Dal 2023 al 2025 sono state registrate 9.914 violazioni di database su larga scala e oltre 7,8 miliardi di indirizzi email compromessi. È il dato centrale della nuova analisi condotta da NordPass in collaborazione con NordStellar, che offre una panoramica aggiornata sull’evoluzione delle fughe di dati a livello globale.
La fotografia che emerge non parla di rallentamento strutturale degli attacchi, ma di un cambio di strategia da parte dei gruppi criminali. Nel 2025 il numero di database compromessi è diminuito del 36,9% rispetto al 2024, ma secondo i ricercatori il calo potrebbe riflettere una minore esposizione pubblica delle violazioni e una maggiore frammentazione dei canali di distribuzione dei dati sottratti.
Email e credenziali nel mirino: il vero patrimonio degli hacker
Nel 90% dei dataset analizzati erano presenti indirizzi email, nel 68% numeri di telefono, nel 32% credenziali esposte come password o chiavi API, e nel 12,3% documenti nazionali, inclusi codici fiscali. I dati finanziari risultano coinvolti solo nel 2,2% dei casi.
Il dato è significativo. Gli attaccanti non cercano solo informazioni bancarie. Puntano a credenziali riutilizzabili, identità digitali e combinazioni email-password che permettono accessi diretti ad account aziendali e personali. Il rischio concreto riguarda phishing mirato, smishing, doxing, molestie digitali e takeover di account.
Secondo Karolis Arbaciauskas, Head of Product di NordPass, l’adozione sistematica di autenticazione a due fattori e passkey rappresenta oggi una misura essenziale. La protezione multilivello limita l’impatto anche in caso di compromissione dei database aziendali.
Target principali: anche l’Italia tra i Paesi più colpiti
Nel 2025 gli Stati Uniti hanno registrato 187 violazioni, l’India 121, mentre l’Italia compare tra i Paesi più colpiti con 44 casi. Nel 2024 le violazioni italiane erano 69, segnale di una riduzione numerica che non equivale a una minore esposizione sistemica.

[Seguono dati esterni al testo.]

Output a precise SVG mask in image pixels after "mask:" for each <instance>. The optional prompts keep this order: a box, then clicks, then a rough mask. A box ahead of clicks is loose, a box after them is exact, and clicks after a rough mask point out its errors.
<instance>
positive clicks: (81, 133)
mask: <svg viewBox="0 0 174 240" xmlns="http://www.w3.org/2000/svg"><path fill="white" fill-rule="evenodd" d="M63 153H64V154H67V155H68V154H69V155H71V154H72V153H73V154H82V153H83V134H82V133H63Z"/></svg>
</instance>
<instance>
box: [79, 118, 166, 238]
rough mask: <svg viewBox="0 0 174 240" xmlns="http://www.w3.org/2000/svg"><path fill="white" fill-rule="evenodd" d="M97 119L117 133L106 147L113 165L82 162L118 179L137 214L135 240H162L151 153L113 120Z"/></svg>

I ricercatori hanno identificato 1.203 fughe di dati con connotazione nazionale in 102 Paesi. Oltre a Stati Uniti, India e Italia, risultano frequentemente presi di mira Indonesia, Francia, Brasile, Germania, Argentina e Messico.

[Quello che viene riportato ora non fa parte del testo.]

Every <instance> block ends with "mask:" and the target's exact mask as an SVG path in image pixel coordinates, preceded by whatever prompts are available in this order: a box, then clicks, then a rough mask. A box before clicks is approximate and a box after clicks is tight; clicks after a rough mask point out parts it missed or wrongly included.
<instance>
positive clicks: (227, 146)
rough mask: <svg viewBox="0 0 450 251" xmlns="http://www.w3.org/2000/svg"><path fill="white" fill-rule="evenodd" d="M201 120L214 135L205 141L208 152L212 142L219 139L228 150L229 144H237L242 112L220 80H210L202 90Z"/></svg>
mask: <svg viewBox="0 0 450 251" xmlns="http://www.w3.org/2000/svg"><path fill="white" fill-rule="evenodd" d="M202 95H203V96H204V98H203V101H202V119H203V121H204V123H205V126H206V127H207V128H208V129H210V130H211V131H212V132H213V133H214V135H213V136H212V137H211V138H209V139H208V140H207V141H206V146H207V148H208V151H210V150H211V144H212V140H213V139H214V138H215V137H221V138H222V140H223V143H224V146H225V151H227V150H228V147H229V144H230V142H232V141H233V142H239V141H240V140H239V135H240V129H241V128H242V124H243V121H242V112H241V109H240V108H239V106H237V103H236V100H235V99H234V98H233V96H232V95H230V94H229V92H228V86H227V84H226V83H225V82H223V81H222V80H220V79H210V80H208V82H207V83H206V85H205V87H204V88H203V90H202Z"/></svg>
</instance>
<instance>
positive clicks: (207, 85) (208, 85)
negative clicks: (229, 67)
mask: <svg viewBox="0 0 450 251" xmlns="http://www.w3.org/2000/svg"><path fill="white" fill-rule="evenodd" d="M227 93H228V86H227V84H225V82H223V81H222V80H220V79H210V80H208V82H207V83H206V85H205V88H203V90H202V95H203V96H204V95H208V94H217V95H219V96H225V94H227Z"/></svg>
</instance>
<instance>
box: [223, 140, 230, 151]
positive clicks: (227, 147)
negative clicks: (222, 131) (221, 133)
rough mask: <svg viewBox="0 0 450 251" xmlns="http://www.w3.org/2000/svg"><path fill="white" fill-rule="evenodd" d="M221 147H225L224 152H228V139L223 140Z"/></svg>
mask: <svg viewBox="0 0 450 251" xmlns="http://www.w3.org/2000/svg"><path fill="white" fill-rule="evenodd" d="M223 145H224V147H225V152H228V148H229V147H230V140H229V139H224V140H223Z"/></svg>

Le economie con alta densità digitale e rilevanza geopolitica rappresentano obiettivi privilegiati. La motivazione resta prevalentemente finanziaria, ma permane una componente legata all’hacktivism e a dinamiche geopolitiche.

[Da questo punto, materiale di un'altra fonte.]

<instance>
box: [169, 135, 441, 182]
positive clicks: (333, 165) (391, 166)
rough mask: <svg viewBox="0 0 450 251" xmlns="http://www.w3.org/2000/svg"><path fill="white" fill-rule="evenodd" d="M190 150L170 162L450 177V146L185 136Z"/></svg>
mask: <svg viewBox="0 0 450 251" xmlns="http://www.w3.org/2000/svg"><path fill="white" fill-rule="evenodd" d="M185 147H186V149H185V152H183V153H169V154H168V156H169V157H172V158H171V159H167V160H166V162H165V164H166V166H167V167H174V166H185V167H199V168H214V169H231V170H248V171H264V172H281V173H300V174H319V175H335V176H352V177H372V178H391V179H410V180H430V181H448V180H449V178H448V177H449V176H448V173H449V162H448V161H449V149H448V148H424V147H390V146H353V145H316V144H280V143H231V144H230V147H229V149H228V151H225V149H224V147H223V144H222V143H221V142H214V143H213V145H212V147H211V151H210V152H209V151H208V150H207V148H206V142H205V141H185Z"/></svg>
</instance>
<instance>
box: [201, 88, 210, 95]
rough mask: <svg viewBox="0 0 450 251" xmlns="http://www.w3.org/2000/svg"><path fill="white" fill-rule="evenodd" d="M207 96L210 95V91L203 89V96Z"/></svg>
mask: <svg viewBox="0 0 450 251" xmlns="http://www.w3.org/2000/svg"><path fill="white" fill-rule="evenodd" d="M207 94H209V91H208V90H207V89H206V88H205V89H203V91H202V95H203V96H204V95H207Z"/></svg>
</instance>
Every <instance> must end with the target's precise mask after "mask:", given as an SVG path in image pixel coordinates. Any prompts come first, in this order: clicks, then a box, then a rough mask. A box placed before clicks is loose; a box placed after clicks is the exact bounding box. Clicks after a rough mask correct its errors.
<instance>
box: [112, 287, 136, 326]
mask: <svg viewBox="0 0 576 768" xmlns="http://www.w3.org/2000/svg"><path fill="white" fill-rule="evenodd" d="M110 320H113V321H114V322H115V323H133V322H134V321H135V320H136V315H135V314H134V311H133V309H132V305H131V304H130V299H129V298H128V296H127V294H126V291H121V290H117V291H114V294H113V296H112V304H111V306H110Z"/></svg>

Meno database pubblici, più malware infostealer
Nel 2025 sono stati identificati 3.031 database compromessi, contro i 4.804 del 2024. La contrazione non coincide con una riduzione delle attività criminali.
Secondo Mantas Sabeckis, senior threat intelligence researcher di Nord Security, gli attacchi si fondano sempre più su malware infostealer. Questi strumenti sottraggono credenziali in tempo quasi reale e permettono accessi diretti agli account senza necessità di pubblicare grandi archivi online.
Un altro fattore riguarda la chiusura di forum e marketplace illegali nel corso del 2025. Le operazioni di law enforcement hanno ridotto la visibilità pubblica dei database violati e favorito una maggiore decentralizzazione verso canali privati.
Come ridurre l’esposizione al rischio
Per le imprese diventa centrale la riduzione del volume di dati personali memorizzati e la segmentazione dei sistemi critici. La protezione delle credenziali richiede autenticazione basata su dispositivi fisici e difesa degli endpoint contro malware progettati per sottrarre informazioni. Il monitoraggio costante delle credenziali trapelate permette una risposta tempestiva agli incidenti.
Per i privati la priorità riguarda password univoche, utilizzo di password manager e autenticazione multifattore. Dopo violazioni su larga scala occorre prestare attenzione a campagne di phishing mirate e reimpostare immediatamente le credenziali in presenza di attività sospette.
Metodologia
L’analisi si basa su incidenti di database violati resi pubblici tra il 2023 e il 2025. I dati sono stati filtrati per data di pubblicazione e classificati con il supporto di nexos.ai, che ha permesso la distinzione geografica e settoriale attraverso metadati come domini di origine e descrizioni degli incidenti. I ricercatori dichiarano di non avere acquisito né acquistato dati personali per lo studio.